The study also conducted immunohistochemical staining of stored intestinal sample slides of NEC patients of the UKE and AKK during the time period assessed in this study, which were reanalyzed for MPO, NE, and H3cit (Figures 4A–C). As can be seen in Figure 4A, an increase, even though not significant, in staining and scoring for MPO slides within the cNEC group could be found in comparison to samples obtained from the iNEC group. Moreover, staining for NE showed a significant increase for neonates diagnosed with cNEC in comparison to neonates with iNEC (p = 0.012, Figure 4B), and neonates diagnosed with cNEC demonstrated significantly elevated H3cit levels in the intestinal tissue when compared to neonates in the iNEC group (p = 0.041, Figure 4C).

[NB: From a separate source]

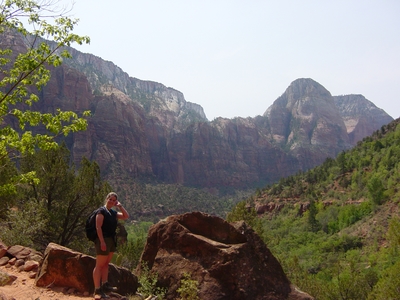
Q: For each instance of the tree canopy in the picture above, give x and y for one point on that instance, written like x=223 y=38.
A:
x=46 y=31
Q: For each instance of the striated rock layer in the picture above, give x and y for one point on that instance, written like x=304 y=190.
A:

Figure 4. (A) No significant differences were found between the cNEC and iNEC groups with regards to MPO immunohistochemical staining and scoring of the affected intestine. (B,C) Neonates with cNEC demonstrate significantly increased NE and H3cit expression as analyzed through immunohistochemical staining of the NEC intestine in comparison to iNEC neonates. All images depicted are visualized using a magnification setting of 10x.

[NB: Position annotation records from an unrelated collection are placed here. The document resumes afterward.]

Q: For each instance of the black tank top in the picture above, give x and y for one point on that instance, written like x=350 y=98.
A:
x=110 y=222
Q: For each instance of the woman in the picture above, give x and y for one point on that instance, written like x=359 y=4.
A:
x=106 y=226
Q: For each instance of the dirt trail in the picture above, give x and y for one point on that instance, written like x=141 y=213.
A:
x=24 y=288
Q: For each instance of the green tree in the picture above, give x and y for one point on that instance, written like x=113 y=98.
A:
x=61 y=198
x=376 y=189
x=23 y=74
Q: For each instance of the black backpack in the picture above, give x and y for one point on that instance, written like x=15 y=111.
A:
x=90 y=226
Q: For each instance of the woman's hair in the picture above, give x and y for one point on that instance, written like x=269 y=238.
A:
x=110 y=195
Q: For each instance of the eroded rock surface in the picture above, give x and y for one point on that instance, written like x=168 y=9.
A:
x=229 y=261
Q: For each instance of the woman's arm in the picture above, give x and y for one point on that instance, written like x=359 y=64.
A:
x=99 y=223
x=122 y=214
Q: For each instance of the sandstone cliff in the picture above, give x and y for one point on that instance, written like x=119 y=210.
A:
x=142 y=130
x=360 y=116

As previously described, NEC is an often-fatal disease affecting neonates and is associated with many severe short- and long-term consequences. As such, a thorough understanding of the pathomechanism of NEC to develop more effective diagnostic options, to prevent radical bowel resection surgery, is crucial (2). While this retrospective study sheds light on possible new diagnostic criteria for NEC, it also provides insights into the NEC pathomechanism and, with this, the option of novel treatment developments. The results suggest that NEC patient stratification into iNEC and cNEC, depending on cardiac comorbidities, might provide the ability to better diagnose NEC at an earlier stage and intervene sooner. Currently, NEC diagnosis relies heavily on the modified Bell Score, originally developed in 1978 to diagnose NEC in neonates, combining a myriad of (1) clinical symptoms, (2) laboratory parameters, and (3) radiographic criteria. Thus, this study aimed to assess most of the existing Bell Score criteria, while stratifying their prevalence based on the proposed cNEC and iNEC groups.

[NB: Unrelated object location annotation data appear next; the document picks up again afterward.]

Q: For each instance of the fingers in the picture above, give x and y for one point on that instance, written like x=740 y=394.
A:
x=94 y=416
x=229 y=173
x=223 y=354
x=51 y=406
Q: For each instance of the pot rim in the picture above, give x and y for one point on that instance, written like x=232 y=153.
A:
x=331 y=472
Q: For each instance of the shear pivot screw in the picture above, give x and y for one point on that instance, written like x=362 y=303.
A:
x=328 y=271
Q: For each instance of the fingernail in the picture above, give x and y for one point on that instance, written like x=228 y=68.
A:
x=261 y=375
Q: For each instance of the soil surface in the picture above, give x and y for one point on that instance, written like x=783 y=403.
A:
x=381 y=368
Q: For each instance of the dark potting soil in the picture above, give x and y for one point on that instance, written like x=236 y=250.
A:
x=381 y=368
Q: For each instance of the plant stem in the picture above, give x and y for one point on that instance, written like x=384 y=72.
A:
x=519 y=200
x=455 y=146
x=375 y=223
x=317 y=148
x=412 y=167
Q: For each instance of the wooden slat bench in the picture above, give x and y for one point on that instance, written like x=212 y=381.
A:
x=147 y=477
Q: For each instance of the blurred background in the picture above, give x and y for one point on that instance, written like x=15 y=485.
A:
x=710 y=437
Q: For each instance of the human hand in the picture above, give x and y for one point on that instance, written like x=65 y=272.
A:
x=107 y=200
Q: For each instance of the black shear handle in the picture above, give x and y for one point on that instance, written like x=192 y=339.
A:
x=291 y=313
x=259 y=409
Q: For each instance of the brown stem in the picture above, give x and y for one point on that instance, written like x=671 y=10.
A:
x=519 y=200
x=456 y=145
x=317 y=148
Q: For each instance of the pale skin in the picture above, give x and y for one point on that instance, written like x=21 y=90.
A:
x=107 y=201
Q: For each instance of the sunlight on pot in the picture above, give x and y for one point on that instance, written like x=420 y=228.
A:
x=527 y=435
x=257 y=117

Upon stratification, the study revealed that neonates with cardiac comorbidities on average had higher neutrophil and, thus, leucocyte counts than iNEC patients directly prior to surgery. Bell et al. described neutropenia as a typical sign of NEC patients (22). In lieu of this, animal models have demonstrated that mice undergoing a NEC induction paradigm exhibit elevated neutrophil levels and their activity parameters, so that we hypothesize that neutrophils play a major role in NEC development (6). In line with this finding are the results from the immunohistochemical analysis of this study, which demonstrate that neutrophils are more prevalent in cNEC than iNEC intestinal samples, as measured by MPO, NE, and H3cit staining. Thus, a potential role of neutrophils in cNEC should be considered and markers of neutrophil activation and NETs formation should be evaluated as biomarkers of NEC in future studies.

One explanation for the differences in neutrophil and leucocyte concentrations among the two groups could be that iNEC's pathology is rather grounded in sepsis, while cNEC is based on ischemia reperfusion (I/R) injuries, which in turn is associated with classical neutrophilia and NETs formations (2325). As drastically higher concentrations of neutrophils were found in cNEC compared to iNEC patients, it is certainly plausible that I/R injury due to cardiac comorbidities occurred, resulting in extreme neutrophil activation followed by a hyperinflammation reaction and NEC. Thus, the increase in neutrophil concentration in cNEC patients in our study might be explained by their role in mediating I/R injury. Based on the propositions that (1) infants with a cNEC experience a greater risk of intestinal I/R injury development and (2) I/R injuries play a significant role in NEC pathogenesis, then cNEC cases should exhibit a greater activity of the main mediators of I/R injury in blood, namely neutrophils (26). What is more, most cNEC patients in our study were diagnosed with a PDA, which as described earlier, is treated primarily with indomethacin at our clinic. On the other hand, various animal models have shown that indomethacin induces I/R injury of the gut, resulting in inflammation, thus further underlining our hypothesis of two different entities of NEC (27). Neutropenia is frequently observed in a proportion of preterm infants with neonatal sepsis and/or NEC (16.5–60%) and may result from insufficient numbers of circulating neutrophils combined with an immature neutrophil structure and function (28). Moreover, the innate immune system of prematurely born infants has been shown to be underdeveloped in comparison to term-born infants (29). Thus, given that the current study revealed that cNEC patients on average were older than neonates of the iNEC group at the time of NEC diagnosis, one might conclude, that younger NEC patients might be more prone of developing iNEC vs. cNEC due to the immaturity of the immune system and decreased neutrophil levels in response to combating infections. However, it appears as though both iNEC and cNEC involve neutrophils and especially NETs by inducing thrombosis, cytotoxicity and inflammation (20, 30).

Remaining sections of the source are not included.